For me, though, I like the thought of preserving my single playthrough as a kind of canon. To know that when I reflect on my time with Wayward Strand that this one particular set of events happened, that some of those threads were left hanging, and if I missed something then, well, that's just how life is.
Wayward Strand is indeed something of a slice of life. When that phrase comes up in the context of videogames, it's typically applied to games that depict mundane, everyday activities. Often these are essentially chores, dressed up and gamified as objectives, even quests.
But Wayward Strand isn't like that. It has no goals, no objectives, no checklists of tasks, certainly no quests or any particular measure of progress or success. It's a slice of life game that lets you explore its compact environs at your leisure and gives you permission to dwell in the quiet moments, to find yourself at a loss for direction or something to say, maybe even a little bored. And that's perfectly okay.

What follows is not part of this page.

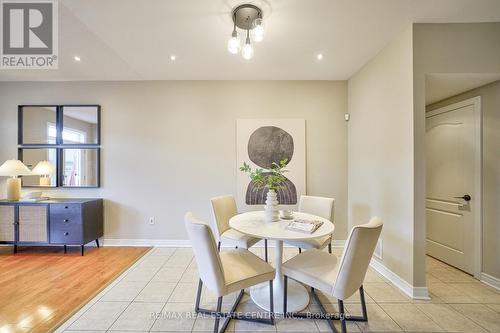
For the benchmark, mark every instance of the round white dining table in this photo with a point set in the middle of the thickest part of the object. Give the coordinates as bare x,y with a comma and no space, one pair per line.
254,224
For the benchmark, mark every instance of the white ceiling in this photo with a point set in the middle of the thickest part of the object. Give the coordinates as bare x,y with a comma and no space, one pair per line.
441,86
133,40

Fourteen-year-old Casey Beaumaris is an aspiring journalist tagging along with her mother, a nurse at the abovementioned hospital in the sky. With the school holidays drawing to a close, and the hospital a little short-staffed, Casey's mum asks her daughter to help out during her weekend shift.
Helping, for a teenager with no medical training and with a mother too overworked to provide explicit instruction, is harder than anticipated. Each day, Casey finds herself wandering the three floors of the airship, poking her head into the handful of rooms on each, and… well, passing the time as best she can.

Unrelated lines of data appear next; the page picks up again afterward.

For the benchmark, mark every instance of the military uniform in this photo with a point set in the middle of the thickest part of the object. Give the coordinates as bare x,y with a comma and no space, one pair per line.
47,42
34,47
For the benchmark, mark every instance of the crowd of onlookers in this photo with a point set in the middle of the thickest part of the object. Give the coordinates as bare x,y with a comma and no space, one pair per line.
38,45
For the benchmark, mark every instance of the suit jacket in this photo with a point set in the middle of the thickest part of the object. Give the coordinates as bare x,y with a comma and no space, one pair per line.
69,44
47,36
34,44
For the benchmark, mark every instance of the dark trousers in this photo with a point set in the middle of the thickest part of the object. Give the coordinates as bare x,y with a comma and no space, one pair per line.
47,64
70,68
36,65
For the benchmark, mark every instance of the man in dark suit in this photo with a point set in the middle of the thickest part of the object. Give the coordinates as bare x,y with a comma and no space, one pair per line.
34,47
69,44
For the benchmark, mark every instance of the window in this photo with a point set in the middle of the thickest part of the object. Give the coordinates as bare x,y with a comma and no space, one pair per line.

"Casey's youth and nascent reporter's instinct brings a naivety that allows her to ask what might otherwise be awkward questions...”
There are patients to talk to, elderly men and women with a range of unspecified ailments. Casey can ask them about certain personal belongings in their rooms, or enquire as to why they're in hospital or what their lives were like before they arrived on the airship, or often just pass the time with small-talk. Casey's youth and nascent reporter's instinct brings a naivety that allows her to ask what might otherwise be awkward questions.
Each patient is wonderfully brought to life through vivid character art, consistent voice performances (it's especially heartwarming to hear so many broad and diverse Australian accents in one video game), and simple animations that sketch just enough detail into all the right places. From Ida's grandmotherly goodwill to Mr Avery's lettered pretention, the cast are uniformly interesting, credible and memorable, their tones and mannerisms lingering in the memory once you've stepped away. Their stories aren't as grim as you might anticipate. Of course, mortality casts a long shadow over many conversations, but there are equally plentiful moments of humour.
"There's a particular joy to be felt in the times when Casey thought she was just minding her own business and suddenly events descend upon her...”
Time passes always, regardless of whether you're catching the lift down to the cafeteria for lunch or stopping by Tomi's room to check if the watering can with which she tends to her plants needs refilling. Every character has their scripted schedule for the day and will go about their business accordingly, meaning events will play out across the airship even if Casey is not there to witness them.
As the minutes go by, you'll enter scenes part-way through, leave them before they're resolved, and even miss them entirely. Even though the clock is always ticking, there's no pressure here. Rather, the opposite, and there's a particular joy to be felt in the times when Casey thought she was just minding her own business and suddenly events descend upon her. As one character joked when the room abruptly and unexpectedly filled with people for various reasons, "What is this, Swanston and Bourke?".
"Ostensibly, she's taking notes to produce an article on her experience for the school newspaper. But it doubles as a diegetic guide...”
Casey maintains a notebook, as every journalist–aspiring or otherwise–should, in which she writes down her observations of the dozen or so main characters she meets on the airship. Ostensibly, she's taking notes to produce an article on her experience for the school newspaper. But it doubles as a diegetic guide, the game's only gesture towards any sort of progression framework, to refresh your memory of each person and ever-so-subtly suggest where you might find more of someone's personal story. It's the lightest of touches.
Wayward Strand is a delicate piece of work, as its title might imply. Despite the flight of fancy proposed by the very idea of an airship hospital, it's a remarkably unassuming game–not literally down-to-earth, but certainly grounded in its portrayal of lives nearing their end and one just beginning, and the common hopes, dreams and fears that connect all those lives together.